Alors qu’il [Tchouang-Tseu] se promène dans le parc de Tiao-ling, une gigantesque pie passe au-dessus de lui sans le voir, lui effleure le front de son aile, et se pose dans le bois de châtaignier voisin. Intrigué, Tchouang-Tseu se précipite, l’arbalète à la main, pour guetter l’oiseau. Il assiste alors à une étrange scène. Une cigale, oublieuse d’elle même, tout à la joie du frais ombrage qu’elle vient de trouver, ne remarque pas la mante religieuse, qui, agrippée à un brin d’herbe, s’apprête à bondir sur sa proie sans penser, elle non plus à préserver sa vie, car le grand oiseau les avait suivis pour en faire son profit, reniant lui aussi sa véritable nature.
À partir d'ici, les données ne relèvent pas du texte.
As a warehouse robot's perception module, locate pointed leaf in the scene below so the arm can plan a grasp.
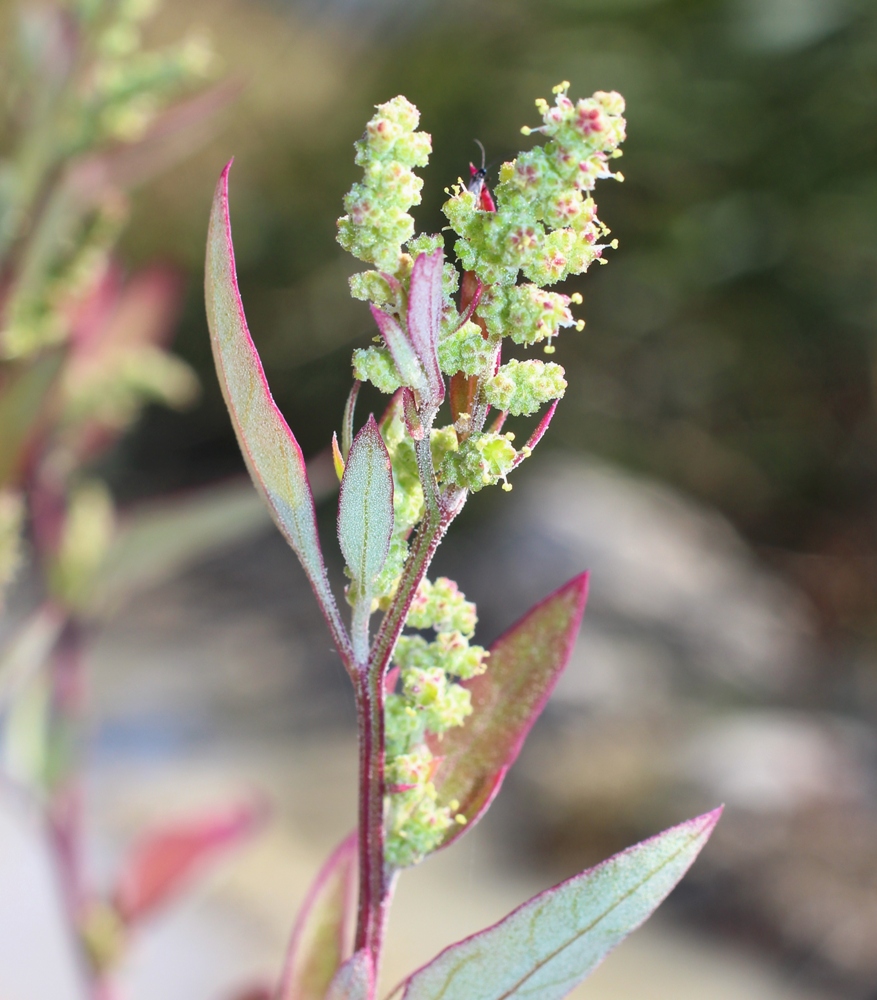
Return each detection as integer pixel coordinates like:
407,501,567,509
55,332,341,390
325,951,374,1000
371,306,427,390
204,163,337,644
403,809,722,1000
275,833,358,1000
408,248,445,405
114,803,265,923
430,573,588,846
338,416,393,593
Réalisant sa propre erreur, à la vue de la comédie des animaux tour à tour proie et prédateur qui ont failli l’entraîner dans leur ronde cruelle et vaine, Tchouang-Tseu jette son arbalète et revient sur ses pas à toutes jambes. Trop tard. Il est rattrapé et interrogé par le garde forestier qui l’a pris pour un braconnier. Revenu chez lui, en proie à un profond désarroi, il ne met pas le nez dehors pendant trois mois. Interrogé par son disciple sur son comportement, il s’explique : « Captivé par le monde des formes, j’en ai oublié ma personne. A contempler les eaux troubles, on ne sait plus se mirer dans l’eau pure » (Propos intempestifs sur le Zhuangzi, pp.75-76).

D’autres pépites viendront, à qui sait attendre…

Jean LEVI, Propos intempestifs sur le Tchouang-Tseu, Paris, éditions Allia, 2003.